Another thing that really struck me is how today the dressing ideal seems to be “sexy” where as in the middle of the twentieth century the ideal was “sophisticated,” or even ” attractive.” I think Przybyszewski’s point that young women should aspire to something higher than being a sex object is well taken, but some reviews I’ve read of the book accuse her of “slut shaming” and say that this emphasis on clothing and rules is anti-feminist.
Look at it the way the Dress Doctors did. They believed that knowing how to dress well was freeing for a woman. It allowed her to get on with life without worrying if her clothing was right or appropriate. And wearing smart, attractive clothing made a good impression in a time when women needed a hand up in the world. But that would also be true today, would it not?
There are some things about The Lost Art of Dress that I feel are just too much.
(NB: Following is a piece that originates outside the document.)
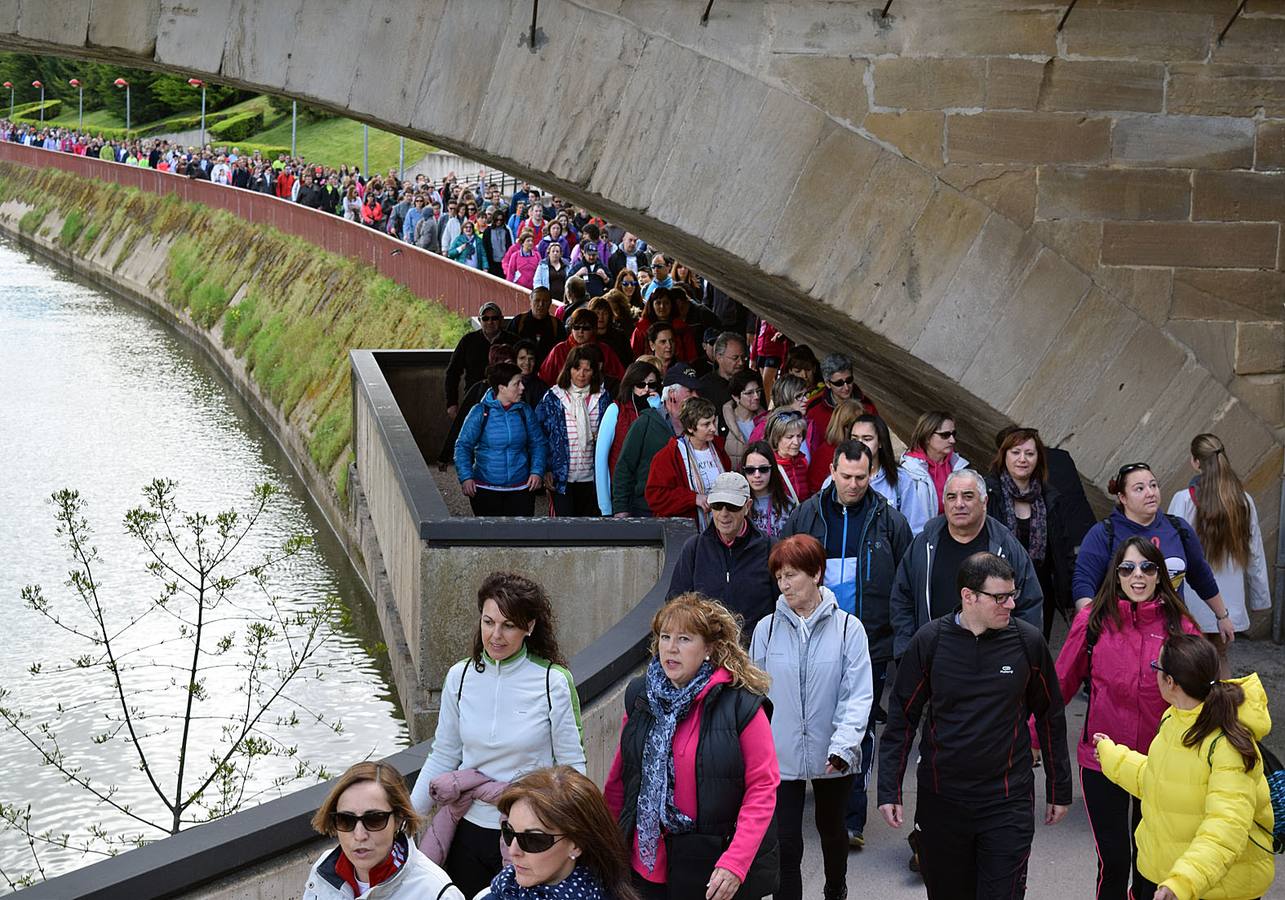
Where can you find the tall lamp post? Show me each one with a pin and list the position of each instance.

Przybyszewski never misses an opportunity to remind us that people today are slobs, and at times I felt like I was a captive audience in her college classroom in her course, A Nation of Slobs. And I do believe that there are some good things that have occurred in fashion since 1963, whereas Przybyszewski seemed to blame Mary Quant for all the world’s woes. I’m exaggerating, of course, but it is easy to see her disdain for the fashion of the Sixties.
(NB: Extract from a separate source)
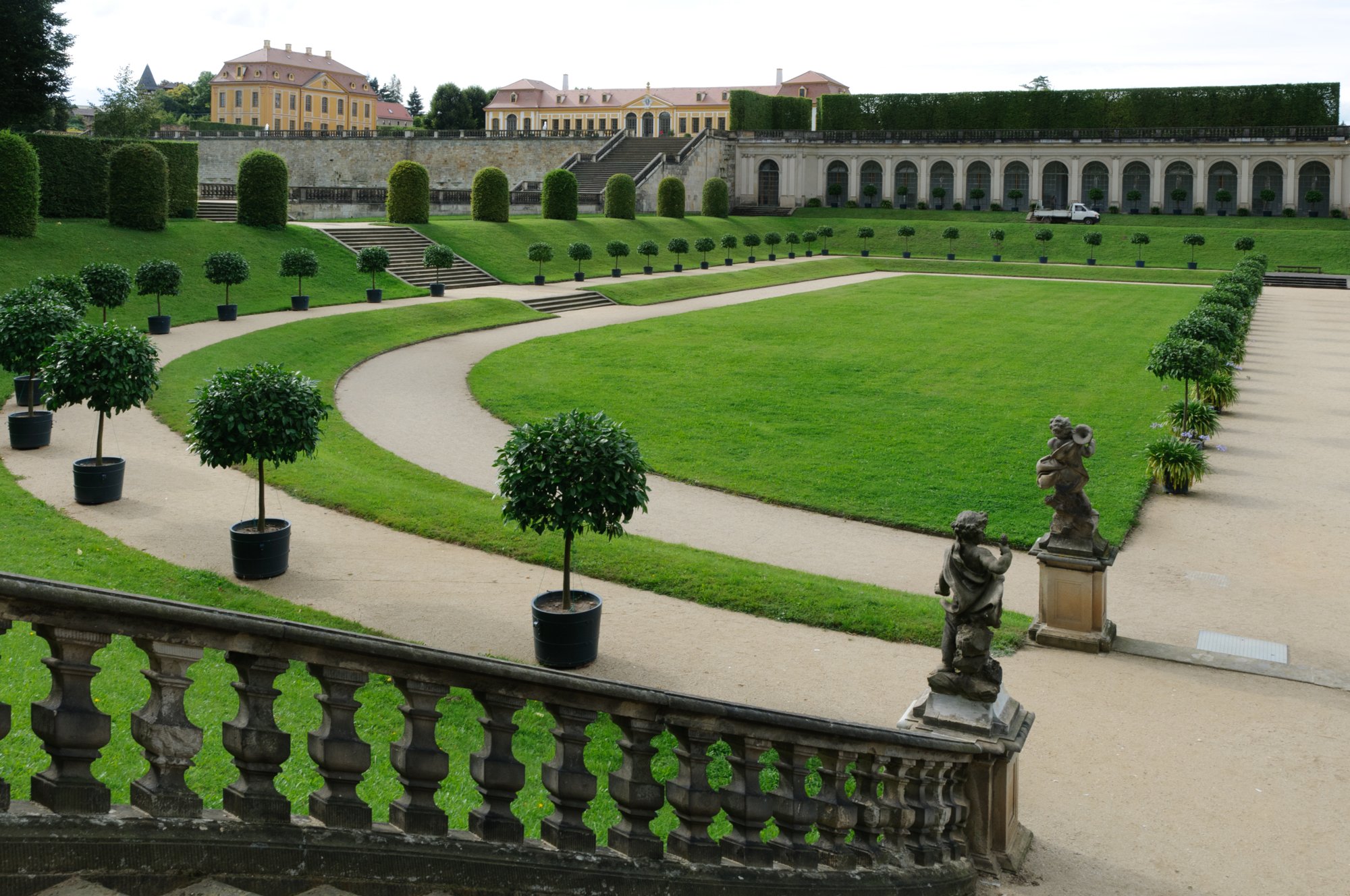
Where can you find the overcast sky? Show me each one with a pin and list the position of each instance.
(977, 45)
The book also suffers a real lack of pertinent illustrations. There were two nice sections of color illustrations, but they were not cross-referenced with the text. And some of her major points were not illustrated at all.
Still, this is a book that you need to read. It is well researched and expertly referenced. After starting the book I went to my own library to see if I had any of the books Przybyszewski refers to in her text. To my surprise I have nine of them, including one of the first of these books, The Secrets of Distinctive Dress by Mary Brooks Picken which was published in 1918. After finishing The Lost Art of Dress I immediately picked up Picken’s book to read, and was impressed with how true to the original thought and feel Przybyszewski managed to be in her own work.
Przybyszewski has gotten a lot of good press, and my hope is that her book will start a conversation on whether or not our anything goes attitude toward dressing is really in the best interest of the individual. It is worth thinking about.